Reconfiguration of malls to quell extinction
Filipinos love going to the malls as these retail establishments have become our de facto public spaces due to the lack of parks in Metro Manila. Visiting malls during weekends is now an integral part of the Filipino lifestyle.
Lately, we have been seeing some challenges hounding the country’s retail sector. Retailers and mall operators should thus be quick in responding to these challenges to remain afloat.
One indicator is the overall vacancy in Metro Manila which rose to 10 percent in the first quarter of 2019 from 9 percent six months ago. This was the first time that retail vacancy in the metro rose after seeing three consecutive quarters of decline. Despite this, we see opportunities as developers have been aggressive in renovating spaces and housing experiential and lifestyle-centric tenants to improve consumers’ retail experience and sustain footfall.
Over the past 12 to 24 months, Colliers has observed an increased effort among Metro Manila malls to differentiate. Mall operators, for instance, have been using pockets of vacancies to incorporate a lifestyle-centric retail mix to retain old consumers and appeal to a younger profile of mall-goers.
While e-commerce has been disrupting traditional retail, Filipino consumers still enjoy seeing items and receiving face-to-face service. This is something that mall operators and retailers should take advantage of.
Colliers believes that shoppers will likely be drawn to physical malls if retailers offer a wide array of food and beverage (F&B) options; spacious public seating; interactive kiosks and pop-up stores; Instagrammable spaces; and limited edition items. Differentiators may include airconditioned chapel; organic vegetable garden; gourmet food hall; and an expansive retail space for bazaar tenants.
Bricks complement clicks
Unlike in Western economies where brick-and-mortar shops have shuttered due to fierce competition from online businesses, malls are seen to remain an important part of the Filipino lifestyle.

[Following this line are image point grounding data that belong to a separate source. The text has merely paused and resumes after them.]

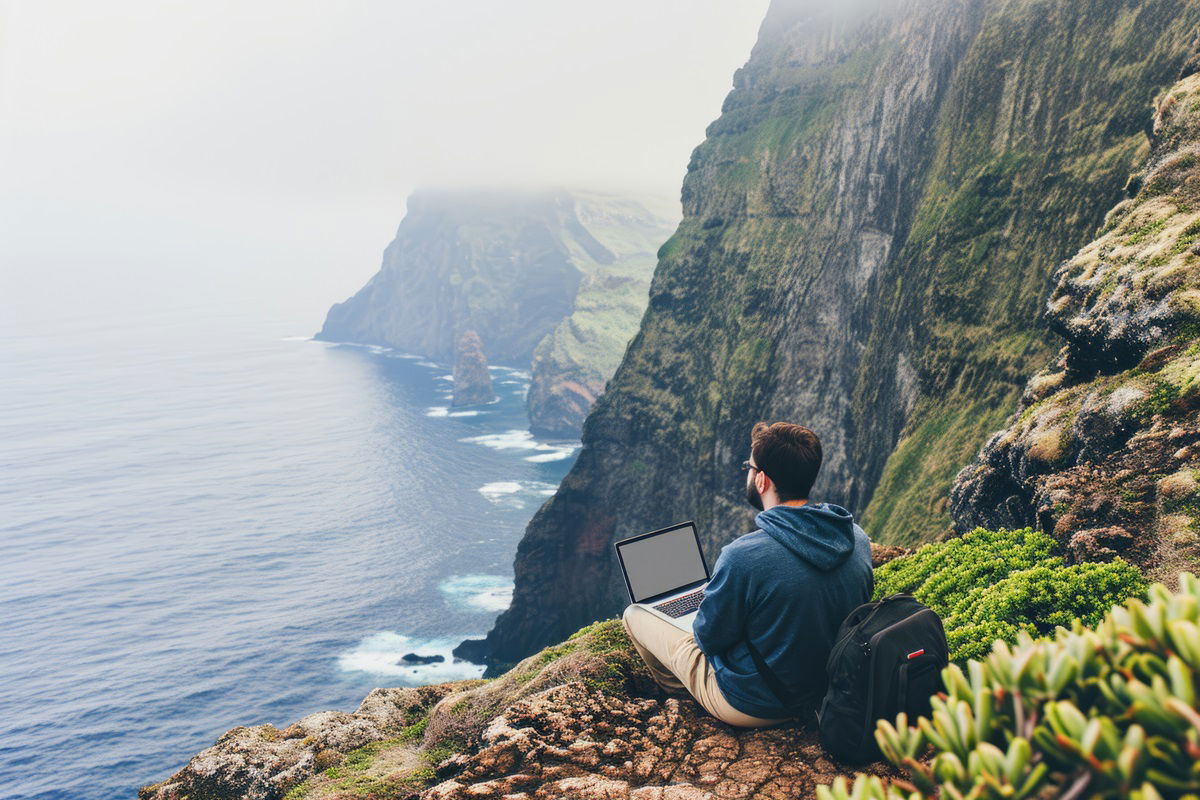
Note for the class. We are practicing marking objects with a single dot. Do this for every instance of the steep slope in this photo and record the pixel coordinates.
(556, 278)
(865, 238)
(1104, 451)
(574, 362)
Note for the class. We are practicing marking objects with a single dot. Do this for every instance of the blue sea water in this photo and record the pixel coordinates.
(208, 519)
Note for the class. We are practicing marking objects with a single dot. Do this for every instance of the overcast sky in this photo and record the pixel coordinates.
(145, 143)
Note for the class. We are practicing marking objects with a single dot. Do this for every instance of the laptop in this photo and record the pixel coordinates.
(665, 572)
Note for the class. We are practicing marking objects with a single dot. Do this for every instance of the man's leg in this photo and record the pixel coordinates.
(677, 662)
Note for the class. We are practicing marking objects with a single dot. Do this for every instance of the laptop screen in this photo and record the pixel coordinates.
(663, 561)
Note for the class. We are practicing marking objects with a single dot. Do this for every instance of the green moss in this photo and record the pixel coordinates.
(414, 732)
(1139, 233)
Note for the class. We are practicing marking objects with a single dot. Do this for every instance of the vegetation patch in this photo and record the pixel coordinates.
(1104, 713)
(995, 584)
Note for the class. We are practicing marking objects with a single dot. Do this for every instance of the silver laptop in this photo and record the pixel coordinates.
(665, 572)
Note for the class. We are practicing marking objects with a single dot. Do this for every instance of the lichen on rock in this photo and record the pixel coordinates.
(582, 719)
(1103, 447)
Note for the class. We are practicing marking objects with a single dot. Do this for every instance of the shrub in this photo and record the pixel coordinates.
(1104, 713)
(993, 584)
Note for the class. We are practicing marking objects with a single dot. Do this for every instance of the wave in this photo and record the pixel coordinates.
(383, 653)
(558, 455)
(444, 410)
(514, 493)
(489, 593)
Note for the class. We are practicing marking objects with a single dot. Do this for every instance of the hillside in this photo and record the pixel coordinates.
(550, 280)
(868, 235)
(1104, 450)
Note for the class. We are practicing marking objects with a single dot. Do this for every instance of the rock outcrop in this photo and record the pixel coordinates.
(868, 234)
(555, 280)
(1104, 450)
(472, 382)
(579, 721)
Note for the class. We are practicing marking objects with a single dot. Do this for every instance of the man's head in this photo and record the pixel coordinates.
(784, 463)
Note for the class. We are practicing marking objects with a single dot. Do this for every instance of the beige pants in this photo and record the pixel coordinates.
(678, 663)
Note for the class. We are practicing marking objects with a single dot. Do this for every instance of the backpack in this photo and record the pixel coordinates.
(887, 659)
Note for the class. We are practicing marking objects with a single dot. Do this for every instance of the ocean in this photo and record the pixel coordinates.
(209, 519)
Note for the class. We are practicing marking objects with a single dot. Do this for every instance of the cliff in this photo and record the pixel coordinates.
(553, 278)
(472, 380)
(1104, 450)
(579, 721)
(868, 234)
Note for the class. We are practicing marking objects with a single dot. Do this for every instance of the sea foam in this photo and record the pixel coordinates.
(381, 654)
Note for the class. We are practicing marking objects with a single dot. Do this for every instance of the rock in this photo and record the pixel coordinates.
(1120, 479)
(261, 763)
(414, 659)
(580, 720)
(556, 280)
(472, 380)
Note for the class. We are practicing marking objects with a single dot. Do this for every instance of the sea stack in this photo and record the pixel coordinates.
(472, 382)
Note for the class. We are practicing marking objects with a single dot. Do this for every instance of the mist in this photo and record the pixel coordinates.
(174, 152)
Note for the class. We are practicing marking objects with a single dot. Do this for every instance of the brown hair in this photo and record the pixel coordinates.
(790, 455)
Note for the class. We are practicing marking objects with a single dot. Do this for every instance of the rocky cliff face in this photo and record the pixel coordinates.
(552, 278)
(472, 382)
(864, 247)
(1104, 450)
(579, 721)
(574, 362)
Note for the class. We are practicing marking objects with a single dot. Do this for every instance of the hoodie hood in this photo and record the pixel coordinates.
(820, 533)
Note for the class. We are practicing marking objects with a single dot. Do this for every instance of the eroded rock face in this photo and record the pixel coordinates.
(472, 382)
(868, 233)
(551, 280)
(263, 763)
(1103, 450)
(575, 743)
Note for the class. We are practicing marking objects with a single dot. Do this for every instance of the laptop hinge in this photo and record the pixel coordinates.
(681, 590)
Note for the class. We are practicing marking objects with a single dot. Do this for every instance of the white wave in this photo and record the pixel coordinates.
(552, 456)
(444, 410)
(499, 487)
(490, 593)
(515, 493)
(511, 439)
(382, 654)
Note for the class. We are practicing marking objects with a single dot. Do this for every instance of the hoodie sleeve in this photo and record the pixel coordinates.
(720, 621)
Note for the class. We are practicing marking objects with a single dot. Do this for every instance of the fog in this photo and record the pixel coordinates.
(165, 151)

This is why developers and retailers do not fully migrate to e-commerce, but instead use online platforms to complement physical stores.

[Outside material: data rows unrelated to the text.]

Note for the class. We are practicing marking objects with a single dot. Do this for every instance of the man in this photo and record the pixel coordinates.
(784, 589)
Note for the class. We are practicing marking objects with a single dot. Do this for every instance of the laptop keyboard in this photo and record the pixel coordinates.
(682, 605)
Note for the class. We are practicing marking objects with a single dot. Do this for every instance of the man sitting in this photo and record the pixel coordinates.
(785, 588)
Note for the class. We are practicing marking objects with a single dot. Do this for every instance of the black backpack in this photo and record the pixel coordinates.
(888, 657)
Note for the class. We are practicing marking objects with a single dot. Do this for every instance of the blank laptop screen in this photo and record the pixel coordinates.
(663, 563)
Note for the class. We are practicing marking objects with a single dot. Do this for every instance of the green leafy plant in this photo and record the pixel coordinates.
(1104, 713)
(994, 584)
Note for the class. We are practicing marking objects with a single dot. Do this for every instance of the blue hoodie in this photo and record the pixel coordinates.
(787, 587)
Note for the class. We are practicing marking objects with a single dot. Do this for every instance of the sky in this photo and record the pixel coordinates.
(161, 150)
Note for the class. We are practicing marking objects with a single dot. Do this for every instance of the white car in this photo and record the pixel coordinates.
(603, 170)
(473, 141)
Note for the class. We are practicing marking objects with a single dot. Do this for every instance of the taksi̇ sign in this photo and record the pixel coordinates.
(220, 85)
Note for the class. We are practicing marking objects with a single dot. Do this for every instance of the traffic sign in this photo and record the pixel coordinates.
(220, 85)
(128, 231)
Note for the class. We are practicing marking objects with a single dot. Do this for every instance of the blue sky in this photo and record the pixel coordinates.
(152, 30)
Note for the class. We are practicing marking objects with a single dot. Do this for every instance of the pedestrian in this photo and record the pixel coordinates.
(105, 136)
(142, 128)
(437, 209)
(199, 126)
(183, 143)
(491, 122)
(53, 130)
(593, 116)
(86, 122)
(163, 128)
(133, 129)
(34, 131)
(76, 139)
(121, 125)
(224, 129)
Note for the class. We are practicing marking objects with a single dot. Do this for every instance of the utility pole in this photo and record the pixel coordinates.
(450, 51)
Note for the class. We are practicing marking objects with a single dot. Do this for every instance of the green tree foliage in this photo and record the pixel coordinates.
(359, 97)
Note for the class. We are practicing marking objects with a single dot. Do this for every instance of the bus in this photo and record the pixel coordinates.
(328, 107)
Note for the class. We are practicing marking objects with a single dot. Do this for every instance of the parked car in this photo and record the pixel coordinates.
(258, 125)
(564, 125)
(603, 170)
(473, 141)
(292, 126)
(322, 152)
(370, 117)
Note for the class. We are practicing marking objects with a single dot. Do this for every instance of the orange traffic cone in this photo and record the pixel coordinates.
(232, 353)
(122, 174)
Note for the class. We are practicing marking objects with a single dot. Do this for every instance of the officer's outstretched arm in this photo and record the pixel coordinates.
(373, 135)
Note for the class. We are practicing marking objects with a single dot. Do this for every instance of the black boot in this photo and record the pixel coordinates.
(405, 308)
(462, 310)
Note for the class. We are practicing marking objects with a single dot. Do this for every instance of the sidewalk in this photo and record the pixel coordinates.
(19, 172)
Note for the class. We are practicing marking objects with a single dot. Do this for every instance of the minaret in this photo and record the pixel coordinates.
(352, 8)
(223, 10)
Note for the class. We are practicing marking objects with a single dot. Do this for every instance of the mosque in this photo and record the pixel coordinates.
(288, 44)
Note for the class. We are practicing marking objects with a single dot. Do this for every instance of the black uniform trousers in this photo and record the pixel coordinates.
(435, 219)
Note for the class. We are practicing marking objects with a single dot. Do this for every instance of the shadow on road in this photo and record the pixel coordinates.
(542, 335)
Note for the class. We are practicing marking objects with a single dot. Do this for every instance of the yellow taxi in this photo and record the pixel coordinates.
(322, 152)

It should be noted that despite the growing acceptance of online shopping in the country, only 3.5 percent of Filipino adults make purchases online according to World Bank Global Financial Index; only 2.2 percent use a credit card to make payments; while a mere 4.2 percent have mobile accounts.
High disposable incomes
Retailers are still enticed by consumers’ rising purchasing power especially after the implementation of lower personal income tax rates in 2018.
In our opinion, retail spending in Metro Manila should continue to receive a major boost from overseas Filipino workers’ (OFW) remittances, which reached $5.3 billion in the first two months of 2019. These should result in the entry of more innovative and interesting retail concepts in Manila.
F&B to dominate
Over the next three years, we see a sustained retail space absorption from F&B retailers which account for nearly 40 percent of incoming tenants in malls across Metro Manila.

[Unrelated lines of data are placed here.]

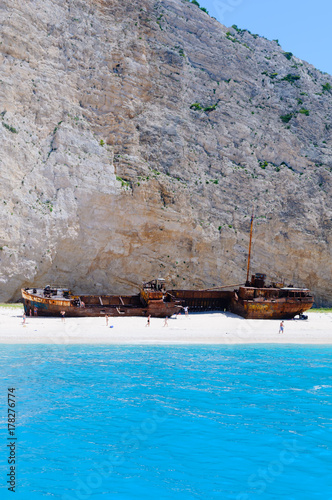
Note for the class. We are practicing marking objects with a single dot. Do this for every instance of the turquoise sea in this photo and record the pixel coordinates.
(168, 422)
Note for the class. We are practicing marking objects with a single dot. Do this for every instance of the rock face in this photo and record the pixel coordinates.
(136, 139)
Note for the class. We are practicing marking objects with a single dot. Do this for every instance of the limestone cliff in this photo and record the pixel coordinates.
(136, 138)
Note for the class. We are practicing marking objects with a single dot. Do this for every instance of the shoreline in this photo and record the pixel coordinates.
(197, 329)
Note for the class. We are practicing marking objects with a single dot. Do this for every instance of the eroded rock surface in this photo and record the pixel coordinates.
(136, 139)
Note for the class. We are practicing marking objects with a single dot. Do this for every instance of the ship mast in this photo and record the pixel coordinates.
(248, 267)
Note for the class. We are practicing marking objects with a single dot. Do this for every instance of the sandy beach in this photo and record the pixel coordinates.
(203, 328)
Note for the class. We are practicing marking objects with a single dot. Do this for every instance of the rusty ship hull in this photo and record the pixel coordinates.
(147, 303)
(270, 303)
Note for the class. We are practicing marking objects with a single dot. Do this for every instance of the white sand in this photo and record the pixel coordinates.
(204, 328)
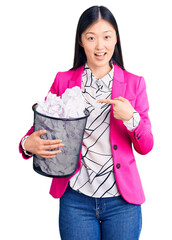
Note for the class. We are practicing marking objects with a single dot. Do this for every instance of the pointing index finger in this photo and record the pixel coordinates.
(110, 101)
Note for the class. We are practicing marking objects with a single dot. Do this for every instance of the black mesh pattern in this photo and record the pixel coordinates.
(71, 132)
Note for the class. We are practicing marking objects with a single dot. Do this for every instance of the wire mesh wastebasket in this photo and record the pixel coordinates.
(71, 132)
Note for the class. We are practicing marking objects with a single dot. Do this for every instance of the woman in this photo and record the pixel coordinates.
(102, 200)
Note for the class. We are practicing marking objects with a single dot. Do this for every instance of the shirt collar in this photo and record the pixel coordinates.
(107, 79)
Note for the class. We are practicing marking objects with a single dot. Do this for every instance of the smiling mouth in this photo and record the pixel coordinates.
(100, 54)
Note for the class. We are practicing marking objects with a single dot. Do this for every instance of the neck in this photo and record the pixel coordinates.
(99, 72)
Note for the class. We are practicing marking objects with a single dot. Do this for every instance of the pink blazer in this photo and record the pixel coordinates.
(127, 177)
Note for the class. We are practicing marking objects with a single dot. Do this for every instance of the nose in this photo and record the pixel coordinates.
(99, 44)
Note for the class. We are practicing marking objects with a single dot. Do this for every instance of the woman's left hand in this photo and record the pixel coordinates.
(122, 108)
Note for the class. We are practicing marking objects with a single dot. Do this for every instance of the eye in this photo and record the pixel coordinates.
(91, 38)
(107, 37)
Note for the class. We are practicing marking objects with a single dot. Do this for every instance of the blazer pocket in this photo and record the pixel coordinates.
(131, 161)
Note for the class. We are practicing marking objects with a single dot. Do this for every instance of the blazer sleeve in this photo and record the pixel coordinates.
(54, 90)
(141, 136)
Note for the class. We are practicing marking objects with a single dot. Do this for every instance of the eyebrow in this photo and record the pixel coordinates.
(94, 33)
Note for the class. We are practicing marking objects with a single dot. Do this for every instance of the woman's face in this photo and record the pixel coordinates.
(99, 41)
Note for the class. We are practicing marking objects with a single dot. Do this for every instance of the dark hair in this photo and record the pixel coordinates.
(88, 17)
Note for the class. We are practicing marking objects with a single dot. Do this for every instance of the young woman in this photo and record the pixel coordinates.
(102, 200)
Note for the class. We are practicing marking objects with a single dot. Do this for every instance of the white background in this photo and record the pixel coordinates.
(37, 41)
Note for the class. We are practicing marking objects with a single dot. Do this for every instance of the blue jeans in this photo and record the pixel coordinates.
(86, 218)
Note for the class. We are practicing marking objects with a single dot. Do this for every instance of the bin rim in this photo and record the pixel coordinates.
(86, 111)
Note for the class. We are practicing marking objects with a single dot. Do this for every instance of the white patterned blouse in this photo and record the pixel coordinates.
(96, 176)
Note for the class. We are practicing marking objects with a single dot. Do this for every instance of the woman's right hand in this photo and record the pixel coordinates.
(42, 147)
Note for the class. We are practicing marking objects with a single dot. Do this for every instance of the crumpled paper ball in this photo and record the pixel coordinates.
(71, 105)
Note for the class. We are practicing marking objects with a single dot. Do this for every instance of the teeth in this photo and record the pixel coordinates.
(100, 54)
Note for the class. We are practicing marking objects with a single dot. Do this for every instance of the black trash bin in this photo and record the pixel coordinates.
(71, 132)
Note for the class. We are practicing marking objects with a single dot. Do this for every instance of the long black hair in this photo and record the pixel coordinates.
(88, 17)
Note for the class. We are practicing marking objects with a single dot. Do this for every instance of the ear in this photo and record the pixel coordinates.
(80, 43)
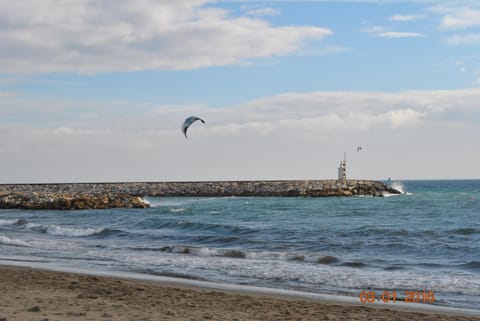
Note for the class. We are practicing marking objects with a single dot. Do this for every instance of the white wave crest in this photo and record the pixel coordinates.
(14, 242)
(70, 231)
(8, 222)
(399, 187)
(64, 231)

For Filipinos, food will remain king. Despite disruptive technologies that redefine the way we shop, retail space absorption from F&B firms is likely to dominate while clothing and footwear will cover about 17 percent of tenants due to occupy space from 2019 to 2021.
Interesting to note is the Filipinos’ propensity to spend on cosmetics, personal care and miscellaneous items. These items were popular among Filipino consumers even with the threat of high inflation in 2018.
But how should mall operators and retailers cope with fast evolving retail preferences of discerning and millennial shoppers?
Foreign retail experiences
The ongoing renovation of malls is another opportunity for developers to bring in interesting foreign retailers. Malls tht will have such retail concepts should provide a complete foreign shopping experience. Local developers need to highlight partnerships with foreign brands popular among travelers, high-spending consumers.
Test the waters
Colliers believes that opening pop-up shops is an ideal option for F&B, sporting goods, e-commerce and clothing brands that are testing the Manila retail market. This is also an option that exhibitors in weekend markets in posh villages should explore if they want to cater to a larger consumer base.
Developers should be open to online retailers who want to use brick-and-mortar space for showrooming or product testing, but whose purchases are still made online. Clothing and footwear brands, for instance, should consider incorporating augmented reality window shopping and interactive mirrors.
Overall, the sector’s growth hinges on the implementation of key government policies.
One investment vehicle that developers can tap is Real Estate Investment Trust (REIT). Malls should remain an attractive property for REIT listing due to sustained economic growth supported by rising disposable incomes and improving consumer outlook. But the listing won’t happen without the much-awaited amendments to the law’s implementing guidelines.
Another bright spot for the sector is the government’s plan to reduce minimum paid up capital required for foreign retailers to open shop in the country to $200,000 from $2.5 million.
It’s an interesting period for the retail segment. We see the sector growing on the back of a sustained economy backed by the government’s implementation of pro-foreign investment policies.